On Wednesday, House Republicans unveiled a plan for a powerful five-member oversight board that would develop a balanced budget proposal for the mayor's and council's approval. But the GOP's plan did not include any new taxing authority, prompting criticism from Murphy, who said revenue increases were critical to ensure the city's future financial health.

The four state lawmakers present did not take a position on the proposal but agreed to take it back to the leaders of their respective legislative caucuses. Sen. Jane Orie, R-McCandless; Sen. Jack Wagner, D-Beechview; Rep. Dan Frankel, D-Squirrel Hill; and Rep. Mark Mustio, R-Moon, attended the meeting.

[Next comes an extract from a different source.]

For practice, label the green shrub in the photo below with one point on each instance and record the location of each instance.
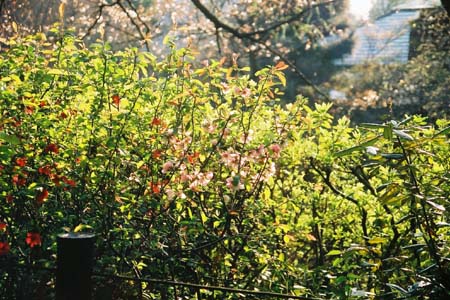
(198, 174)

Neither Orie, Wagner nor Mustio could be reached for comment, but Frankel said afterward he liked the plan, which he said was similar to one he and Sen. Jay Costa, D-Forest Hills, proposed earlier this year. Besides calling for an oversight board, it also increased the city's occupation tax by $42 and created a new payroll tax on businesses -- a proposal that attracted minimal support in the Republican-controlled Legislature.

"The good news is that it calls for an oversight board with very sharp teeth that will hold the city accountable for its future budgets," said Frankel. "That means it can withhold revenue from the city unless it makes the necessary cuts, but this group also agreed unequivocally that the city needs new revenue as part of the equation," said Frankel.

The proposal also would give the oversight board the power to override arbitration awards, he noted, just as in Philadelphia, which got its own budget oversight board in 1991.

"We are giving them a strong oversight committee, but we also said strongly that if the state wants to have oversight, they obviously have to be part of the revenue solution," said Roderick, who noted that the oversight committee would be allowed to ensure that the cuts have taken place before permitting any tax increases. "If they can't make a commitment to permit or empower the city to increase or consider increasing certain taxes, there's nothing more that we can do to resolve the city's budget problems."

Roderick said he and other city leaders will be traveling to Harrisburg next week to lobby for the proposal, which he said represents a remarkable consensus by business and community leaders.

"Here's a case where the business community has indicated a willingness in order to solve the financial crisis and to help cover the city deficit," he said. "We will accept this tax, and that's a rare thing. It shows again the commitment and the partnership that continues between the city and the businesses of this community."